Weather disasters cost US a record R3 trillion

This image, taken via the GEOS East satellite and released by NOAA, shows Hurricane Irene as it passes over Puerto Rico and the Dominican Republic.

This image, taken via the GEOS East satellite and released by NOAA, shows Hurricane Irene as it passes over Puerto Rico and the Dominican Republic.

Published Jan 10, 2018

Share

WASHINGTON - With three strong hurricanes, wildfires, hail, flooding, tornadoes and drought, the US tallied a record high bill last year for weather disasters, $306billion (R3.776 trillion) - it had 16.

Costs are adjusted for inflation and NOAA keeps track of $1 billion weather disasters going back to 1980.

Three of the five most expensive hurricanes in US history hit last year.

Hurricane Harvey, which caused massive flooding in Texas, cost $125bn, second only to 2005’s Katrina, while Maria’s damage in Puerto Rico cost $90bn, ranking third, National Oceanic and Atmospheric Administration (NOAA) said.
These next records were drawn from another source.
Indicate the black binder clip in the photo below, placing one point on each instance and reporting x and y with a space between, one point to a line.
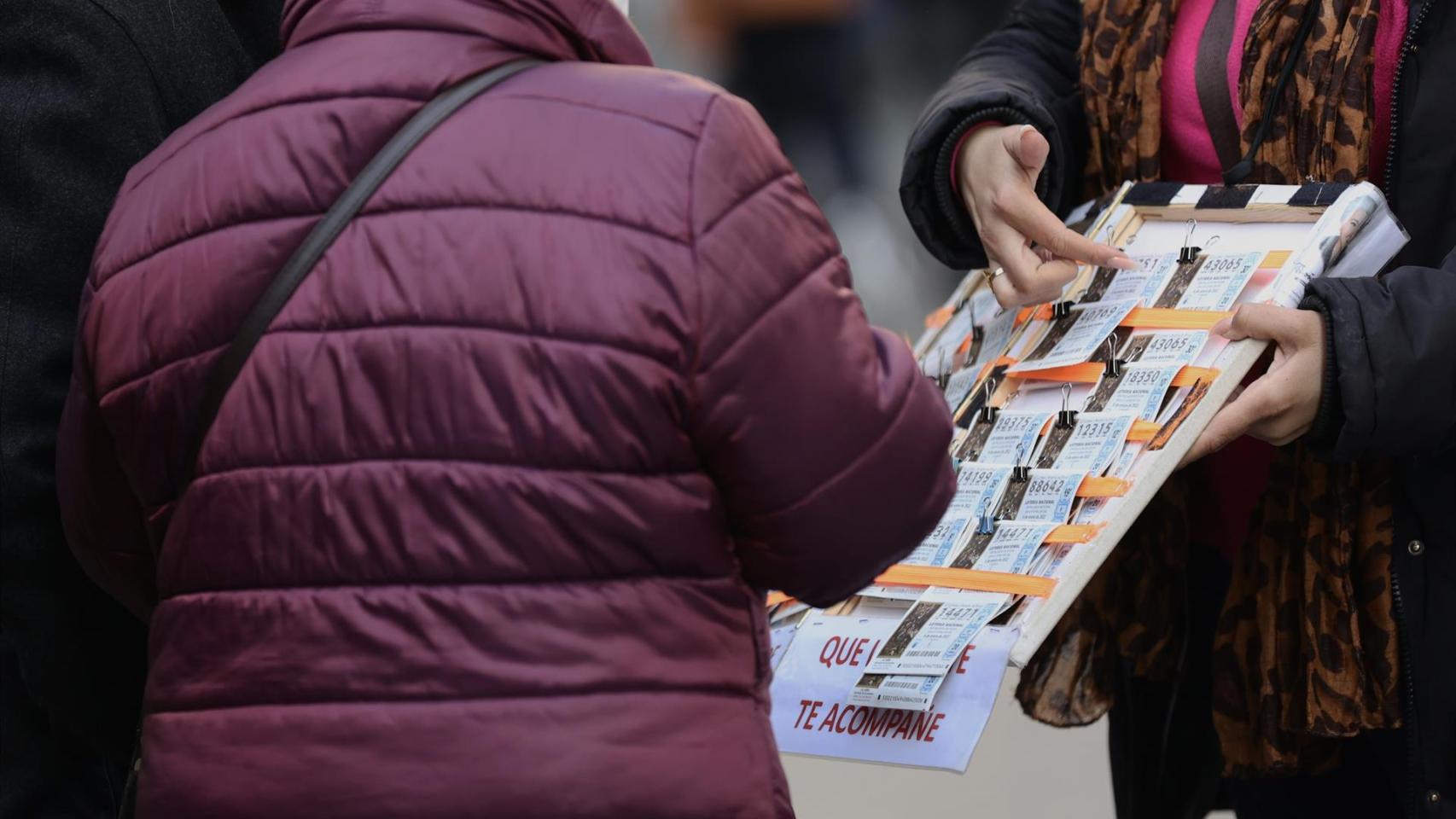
1188 252
1068 416
987 410
985 523
942 375
1114 364
1021 473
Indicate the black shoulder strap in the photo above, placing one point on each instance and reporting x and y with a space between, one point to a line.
321 237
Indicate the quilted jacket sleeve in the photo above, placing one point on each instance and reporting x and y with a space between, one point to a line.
103 520
827 444
1024 73
1391 380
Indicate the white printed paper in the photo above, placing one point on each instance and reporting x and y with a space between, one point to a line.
1219 281
977 488
1014 437
1144 282
1012 547
1089 330
1140 390
942 355
896 691
812 715
944 540
1094 443
1050 495
779 641
960 386
936 629
998 334
1168 346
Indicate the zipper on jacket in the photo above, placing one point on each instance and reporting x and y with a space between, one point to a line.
1402 652
1406 47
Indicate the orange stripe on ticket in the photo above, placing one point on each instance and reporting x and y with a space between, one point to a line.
1142 431
1091 371
971 579
1169 319
1074 532
940 317
1104 488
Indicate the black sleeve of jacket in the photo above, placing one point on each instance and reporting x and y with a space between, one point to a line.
1392 390
78 108
1022 73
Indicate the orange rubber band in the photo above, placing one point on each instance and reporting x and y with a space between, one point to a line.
1169 319
971 579
1104 488
1091 373
1155 317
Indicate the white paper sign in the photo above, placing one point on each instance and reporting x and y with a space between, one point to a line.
1140 390
812 713
1012 547
1014 437
779 641
1050 495
936 629
1091 328
1219 281
1094 443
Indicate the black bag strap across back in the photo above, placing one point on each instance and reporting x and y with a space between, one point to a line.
321 237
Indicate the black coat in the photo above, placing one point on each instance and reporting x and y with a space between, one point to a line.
1392 369
86 89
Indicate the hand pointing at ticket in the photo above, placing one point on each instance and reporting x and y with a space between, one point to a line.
1282 404
1031 253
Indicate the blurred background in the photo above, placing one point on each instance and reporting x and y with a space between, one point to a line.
842 84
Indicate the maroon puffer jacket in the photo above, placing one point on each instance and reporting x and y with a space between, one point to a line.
478 528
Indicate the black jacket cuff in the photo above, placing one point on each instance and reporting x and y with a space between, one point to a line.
1330 418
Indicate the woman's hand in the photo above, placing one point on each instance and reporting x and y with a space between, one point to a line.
1280 404
996 172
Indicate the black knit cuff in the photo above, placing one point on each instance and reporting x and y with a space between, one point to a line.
946 198
1331 416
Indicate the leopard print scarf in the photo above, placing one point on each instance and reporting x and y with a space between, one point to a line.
1305 649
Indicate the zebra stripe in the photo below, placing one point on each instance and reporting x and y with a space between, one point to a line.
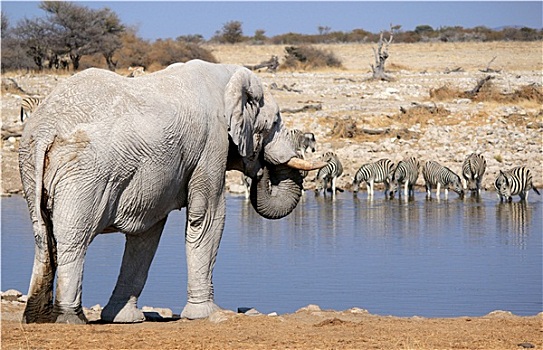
376 172
329 173
473 170
512 182
435 175
28 105
406 174
302 141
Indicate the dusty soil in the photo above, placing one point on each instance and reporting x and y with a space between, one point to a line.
336 103
308 328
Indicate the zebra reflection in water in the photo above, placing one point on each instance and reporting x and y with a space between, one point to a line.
513 221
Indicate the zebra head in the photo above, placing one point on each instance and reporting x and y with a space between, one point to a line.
455 184
309 142
503 186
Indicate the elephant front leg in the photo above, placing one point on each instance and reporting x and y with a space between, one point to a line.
205 224
138 254
39 306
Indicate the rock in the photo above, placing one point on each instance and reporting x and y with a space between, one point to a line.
154 312
221 316
310 308
11 295
357 310
500 313
253 312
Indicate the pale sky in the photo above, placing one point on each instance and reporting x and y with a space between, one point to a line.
170 19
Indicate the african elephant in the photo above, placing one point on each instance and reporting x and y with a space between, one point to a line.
105 153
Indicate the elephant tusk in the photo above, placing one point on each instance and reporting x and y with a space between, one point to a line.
300 164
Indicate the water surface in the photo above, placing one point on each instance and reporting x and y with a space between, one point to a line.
433 258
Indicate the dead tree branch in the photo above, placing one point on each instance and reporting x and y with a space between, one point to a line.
479 85
272 64
273 86
305 108
487 69
381 55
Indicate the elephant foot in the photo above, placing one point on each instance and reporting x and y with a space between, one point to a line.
70 316
122 312
38 313
194 311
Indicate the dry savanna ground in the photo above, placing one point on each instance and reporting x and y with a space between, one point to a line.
423 112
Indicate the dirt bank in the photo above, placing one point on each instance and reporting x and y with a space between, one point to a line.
308 328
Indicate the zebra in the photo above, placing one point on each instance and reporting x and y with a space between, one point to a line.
473 170
29 105
406 173
436 175
136 71
329 173
376 172
302 141
514 181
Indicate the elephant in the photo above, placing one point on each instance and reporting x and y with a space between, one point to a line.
105 153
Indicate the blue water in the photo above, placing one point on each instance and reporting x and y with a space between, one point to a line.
433 258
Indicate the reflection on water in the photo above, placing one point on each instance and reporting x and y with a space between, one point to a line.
514 218
427 257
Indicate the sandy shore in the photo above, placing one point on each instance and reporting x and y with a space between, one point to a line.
308 328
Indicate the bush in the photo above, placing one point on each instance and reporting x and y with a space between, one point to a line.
307 57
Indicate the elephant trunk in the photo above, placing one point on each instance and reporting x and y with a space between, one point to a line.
277 192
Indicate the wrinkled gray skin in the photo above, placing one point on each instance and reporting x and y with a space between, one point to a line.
106 153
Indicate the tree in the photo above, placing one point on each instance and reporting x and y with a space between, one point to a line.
34 36
381 55
79 31
232 32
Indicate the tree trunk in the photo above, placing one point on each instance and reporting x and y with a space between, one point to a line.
381 55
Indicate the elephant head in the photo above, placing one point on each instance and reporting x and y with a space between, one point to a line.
260 147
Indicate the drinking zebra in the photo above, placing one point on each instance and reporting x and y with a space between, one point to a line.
329 173
376 172
435 175
28 105
302 141
473 170
514 181
406 174
136 71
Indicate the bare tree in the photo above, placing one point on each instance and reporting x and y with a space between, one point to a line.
34 36
232 32
381 55
111 36
79 31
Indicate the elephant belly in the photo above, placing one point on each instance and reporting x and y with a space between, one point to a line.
149 198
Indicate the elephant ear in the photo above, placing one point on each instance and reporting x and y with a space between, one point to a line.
243 98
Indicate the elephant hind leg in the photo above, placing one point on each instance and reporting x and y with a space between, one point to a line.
138 254
39 306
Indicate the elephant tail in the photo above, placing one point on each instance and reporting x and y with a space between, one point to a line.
39 306
43 234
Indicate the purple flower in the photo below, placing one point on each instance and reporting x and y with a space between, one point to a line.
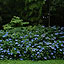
60 49
62 45
16 43
14 48
0 40
45 58
18 51
56 33
54 57
51 53
21 58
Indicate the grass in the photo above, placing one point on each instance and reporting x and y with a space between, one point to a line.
31 62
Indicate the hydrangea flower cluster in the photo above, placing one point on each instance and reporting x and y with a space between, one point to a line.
39 44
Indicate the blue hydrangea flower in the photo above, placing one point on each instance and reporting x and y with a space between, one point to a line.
0 40
14 48
21 58
54 57
18 51
60 49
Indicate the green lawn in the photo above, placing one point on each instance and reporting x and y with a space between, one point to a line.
31 62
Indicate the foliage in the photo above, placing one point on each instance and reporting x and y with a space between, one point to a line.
31 62
38 44
15 22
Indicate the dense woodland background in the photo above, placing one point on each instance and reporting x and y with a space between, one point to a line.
33 11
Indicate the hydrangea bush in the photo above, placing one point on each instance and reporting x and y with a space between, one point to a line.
41 43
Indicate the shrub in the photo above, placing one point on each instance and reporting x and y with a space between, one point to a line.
15 22
38 44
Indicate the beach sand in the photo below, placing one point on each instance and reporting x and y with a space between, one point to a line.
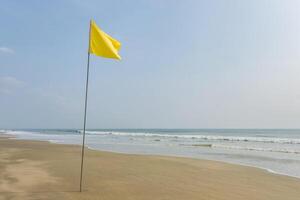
41 170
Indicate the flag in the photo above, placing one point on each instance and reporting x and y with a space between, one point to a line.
101 44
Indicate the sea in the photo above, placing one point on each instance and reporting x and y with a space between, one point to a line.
275 150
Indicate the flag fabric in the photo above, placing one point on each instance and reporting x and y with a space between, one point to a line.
101 44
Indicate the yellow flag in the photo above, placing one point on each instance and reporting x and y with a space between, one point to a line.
101 44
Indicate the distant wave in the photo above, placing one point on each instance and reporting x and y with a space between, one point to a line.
201 137
255 148
178 136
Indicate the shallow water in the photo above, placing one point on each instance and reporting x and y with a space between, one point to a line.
277 150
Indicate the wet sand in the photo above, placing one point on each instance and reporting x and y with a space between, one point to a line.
41 170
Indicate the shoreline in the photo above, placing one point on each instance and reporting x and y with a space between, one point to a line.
44 170
175 156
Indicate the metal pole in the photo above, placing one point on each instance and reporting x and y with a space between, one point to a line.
85 108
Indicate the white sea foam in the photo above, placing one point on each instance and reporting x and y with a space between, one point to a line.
249 148
201 137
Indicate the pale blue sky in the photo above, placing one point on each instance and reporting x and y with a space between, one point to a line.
186 64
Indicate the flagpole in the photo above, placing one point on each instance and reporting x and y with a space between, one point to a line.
85 109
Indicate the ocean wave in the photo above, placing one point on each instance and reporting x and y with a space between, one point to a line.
254 148
200 137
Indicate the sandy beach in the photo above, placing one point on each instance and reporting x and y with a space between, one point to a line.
42 170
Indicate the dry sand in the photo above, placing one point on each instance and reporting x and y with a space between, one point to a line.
40 170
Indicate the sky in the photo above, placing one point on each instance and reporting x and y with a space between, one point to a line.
185 64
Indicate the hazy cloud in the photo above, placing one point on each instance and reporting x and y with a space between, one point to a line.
6 50
9 84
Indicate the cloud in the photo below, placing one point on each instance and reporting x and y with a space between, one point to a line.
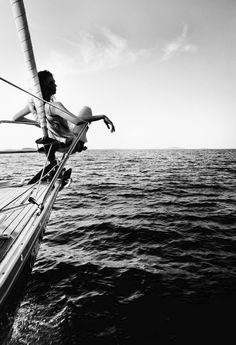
91 53
179 45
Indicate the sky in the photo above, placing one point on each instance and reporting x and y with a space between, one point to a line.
164 71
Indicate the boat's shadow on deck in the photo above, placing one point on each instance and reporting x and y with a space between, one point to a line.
12 303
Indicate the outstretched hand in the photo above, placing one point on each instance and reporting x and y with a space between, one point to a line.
109 124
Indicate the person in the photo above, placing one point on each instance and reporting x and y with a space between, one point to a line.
61 123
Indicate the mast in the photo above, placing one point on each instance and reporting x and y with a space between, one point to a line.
19 14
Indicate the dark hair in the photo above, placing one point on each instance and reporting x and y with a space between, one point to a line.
46 92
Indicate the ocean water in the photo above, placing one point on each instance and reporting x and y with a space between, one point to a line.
140 249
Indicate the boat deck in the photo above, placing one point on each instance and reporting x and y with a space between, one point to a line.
16 212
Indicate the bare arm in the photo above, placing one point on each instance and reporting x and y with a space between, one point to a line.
67 115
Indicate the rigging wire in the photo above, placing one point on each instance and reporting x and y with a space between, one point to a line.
39 98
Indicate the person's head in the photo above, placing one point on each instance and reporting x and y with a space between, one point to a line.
47 84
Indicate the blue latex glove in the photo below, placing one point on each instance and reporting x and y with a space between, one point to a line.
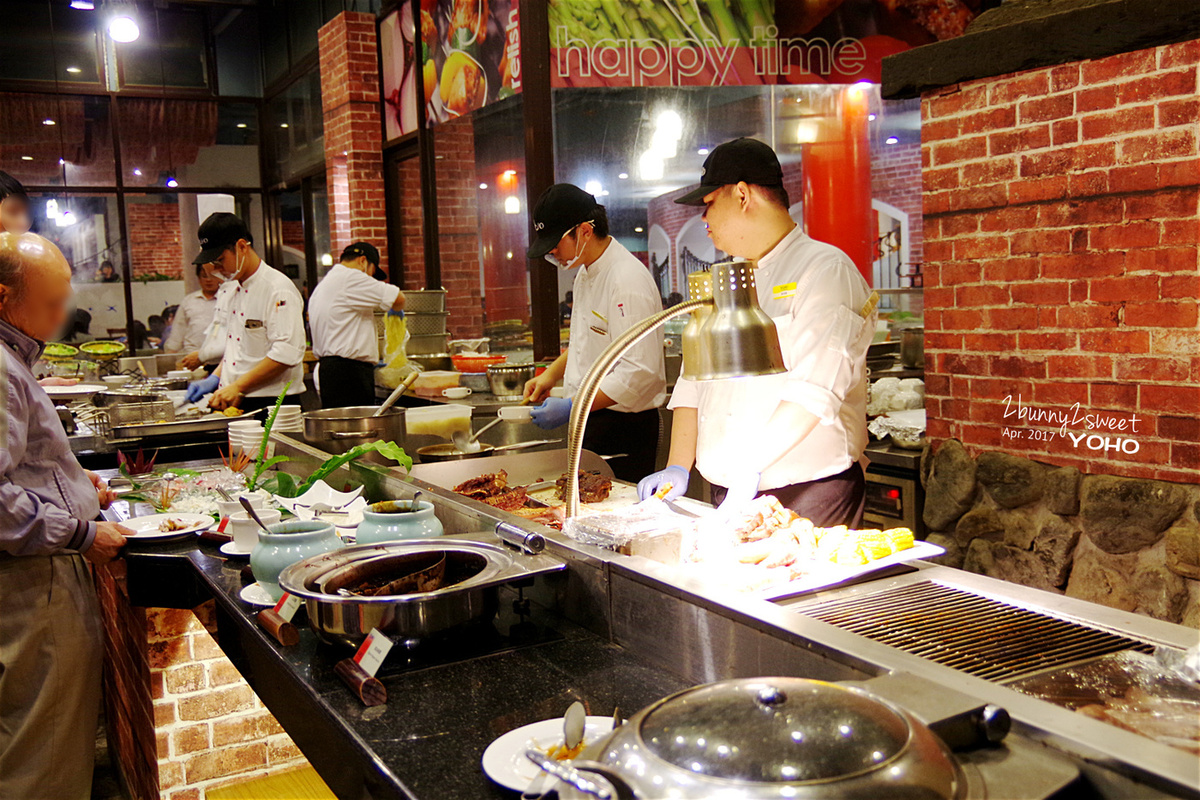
742 492
677 476
553 413
198 389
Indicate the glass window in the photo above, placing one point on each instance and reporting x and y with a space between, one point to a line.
37 46
238 53
189 143
57 139
172 53
295 130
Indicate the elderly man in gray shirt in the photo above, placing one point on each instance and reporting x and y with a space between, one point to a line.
51 638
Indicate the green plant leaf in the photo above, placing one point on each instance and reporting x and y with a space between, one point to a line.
385 449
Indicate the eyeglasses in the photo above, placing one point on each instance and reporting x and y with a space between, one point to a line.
553 259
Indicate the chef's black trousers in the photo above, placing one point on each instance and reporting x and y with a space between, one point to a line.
346 382
834 500
633 437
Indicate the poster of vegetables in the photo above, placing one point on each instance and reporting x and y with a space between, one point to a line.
739 42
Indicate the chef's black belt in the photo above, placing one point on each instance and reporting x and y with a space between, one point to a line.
636 435
346 382
833 500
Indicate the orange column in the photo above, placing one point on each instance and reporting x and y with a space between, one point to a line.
838 181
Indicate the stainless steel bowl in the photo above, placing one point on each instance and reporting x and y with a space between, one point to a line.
508 380
777 738
474 572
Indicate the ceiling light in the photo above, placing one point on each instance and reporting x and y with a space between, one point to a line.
123 28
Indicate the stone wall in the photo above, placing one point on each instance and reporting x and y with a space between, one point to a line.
1129 543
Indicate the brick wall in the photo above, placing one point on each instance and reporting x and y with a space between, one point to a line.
349 89
155 239
454 143
1061 246
210 727
895 180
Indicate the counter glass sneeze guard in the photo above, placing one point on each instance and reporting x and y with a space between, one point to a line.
733 340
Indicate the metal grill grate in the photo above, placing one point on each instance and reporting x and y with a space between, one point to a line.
975 635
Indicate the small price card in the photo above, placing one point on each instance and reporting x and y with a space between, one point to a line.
287 606
372 651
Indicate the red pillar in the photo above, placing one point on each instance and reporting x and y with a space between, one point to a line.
838 181
349 90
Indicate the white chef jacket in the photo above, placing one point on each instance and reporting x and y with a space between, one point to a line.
261 317
815 295
192 320
341 313
611 296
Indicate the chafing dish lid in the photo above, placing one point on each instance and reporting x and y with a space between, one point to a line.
778 731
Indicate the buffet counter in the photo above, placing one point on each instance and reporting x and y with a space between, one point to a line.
622 631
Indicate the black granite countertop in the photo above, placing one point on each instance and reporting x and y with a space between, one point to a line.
427 740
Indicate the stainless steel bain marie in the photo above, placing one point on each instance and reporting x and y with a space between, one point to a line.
475 570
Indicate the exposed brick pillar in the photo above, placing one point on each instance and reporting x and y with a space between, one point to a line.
349 88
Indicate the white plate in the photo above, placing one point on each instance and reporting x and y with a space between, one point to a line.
78 390
147 528
504 759
256 595
232 549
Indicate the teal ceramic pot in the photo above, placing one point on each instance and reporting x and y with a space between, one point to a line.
393 525
287 543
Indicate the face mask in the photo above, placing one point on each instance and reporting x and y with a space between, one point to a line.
579 253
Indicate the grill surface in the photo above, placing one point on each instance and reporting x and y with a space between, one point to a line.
975 635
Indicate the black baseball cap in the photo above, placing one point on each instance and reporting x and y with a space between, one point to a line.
559 209
217 234
360 248
742 160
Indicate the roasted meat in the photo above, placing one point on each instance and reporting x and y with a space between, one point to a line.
594 487
485 486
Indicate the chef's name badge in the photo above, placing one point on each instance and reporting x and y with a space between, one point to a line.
784 290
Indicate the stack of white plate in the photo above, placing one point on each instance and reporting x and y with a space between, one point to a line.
288 420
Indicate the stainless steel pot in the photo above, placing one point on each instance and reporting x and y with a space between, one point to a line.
774 738
339 429
508 380
474 572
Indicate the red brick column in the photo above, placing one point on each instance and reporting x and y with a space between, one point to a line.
349 88
1061 262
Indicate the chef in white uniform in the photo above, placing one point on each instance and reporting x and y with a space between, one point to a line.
798 435
341 313
257 329
613 292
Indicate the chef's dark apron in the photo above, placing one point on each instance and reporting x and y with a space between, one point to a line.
346 382
834 500
634 437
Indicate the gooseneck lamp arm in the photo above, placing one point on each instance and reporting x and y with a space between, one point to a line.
591 386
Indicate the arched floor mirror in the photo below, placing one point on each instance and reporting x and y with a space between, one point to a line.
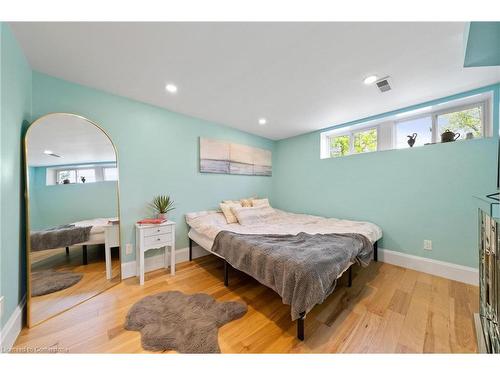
72 214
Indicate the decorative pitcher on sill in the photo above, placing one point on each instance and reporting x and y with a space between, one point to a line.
449 136
411 139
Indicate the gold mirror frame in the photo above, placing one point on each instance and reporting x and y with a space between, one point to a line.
27 213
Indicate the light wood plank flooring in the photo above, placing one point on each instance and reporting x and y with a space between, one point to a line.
388 309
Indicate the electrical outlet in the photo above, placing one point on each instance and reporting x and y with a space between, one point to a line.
427 245
129 249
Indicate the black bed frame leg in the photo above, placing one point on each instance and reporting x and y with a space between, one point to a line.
84 253
190 249
226 273
300 326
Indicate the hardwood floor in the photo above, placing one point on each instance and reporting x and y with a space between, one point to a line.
387 310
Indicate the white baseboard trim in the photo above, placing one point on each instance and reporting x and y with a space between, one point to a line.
12 328
447 270
129 269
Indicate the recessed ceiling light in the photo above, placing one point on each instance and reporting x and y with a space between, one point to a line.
50 153
369 80
171 88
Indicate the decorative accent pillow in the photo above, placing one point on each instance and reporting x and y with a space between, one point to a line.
228 213
260 203
252 215
246 202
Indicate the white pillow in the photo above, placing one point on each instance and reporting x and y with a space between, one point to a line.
260 202
228 213
252 215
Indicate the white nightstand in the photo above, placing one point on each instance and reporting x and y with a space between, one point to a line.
154 236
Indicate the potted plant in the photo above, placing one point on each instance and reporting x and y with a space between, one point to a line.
162 204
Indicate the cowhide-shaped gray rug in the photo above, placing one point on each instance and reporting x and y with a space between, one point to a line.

Irma was $50bn, mainly in Florida, for the fifth most expensive hurricane.

Western wildfires fanned by heat racked up $18bn in damage, triple the US wildfire record, according to NOAA.

Besides Texas, Florida and Puerto Rico, California, Colorado, Minnesota, Nebraska, Missouri, Illinois, Louisiana, Mississippi, Alabama, Tennessee and North Carolina all had more than $1bn in damage from the 16 weather disasters last year.

“While we have to be careful about knee-jerk cause-effect discussions, (many scientific studies) show that some of today's extremes have climate change fingerprints on them,” said University of Georgia meteorology professor Marshall Shepherd, a past president of the American Meteorological Society.

NOAA announced its figures at the society’s annual conference in Austin, Texas.

The US averages six of the $1bn weather disasters each year, costing a bit more than $40bn annually.

The increase in $1bn weather disasters is likely a combination of more flooding, heat and storm surge from climate change along with other non-climate changes, such as where buildings are put, where people move and how valuable their property is, said Deke Arndt, NOAA’s climate monitoring chief.

“Perhaps it is time to mandate urban development in a more resilient and sustainable manner, given the increasing frequency of weather extremes, especially along the nation’s coasts,” Susan Cutter, director of the University of South Carolina’s Hazards and Vulnerability Research Institute, said.

The weather agency also said the US, which has had above normal annual temperatures for 21 straight years, was showing the same warming effects as the rest of the world.

The burning of coal, oil and gas emits heat-trapping gases that change Earth’s climate.

This was the third straight year that all 50 states had above average temperatures.

Five states, Arizona, Georgia, North Carolina, South Carolina and New Mexico, had their warmest year ever.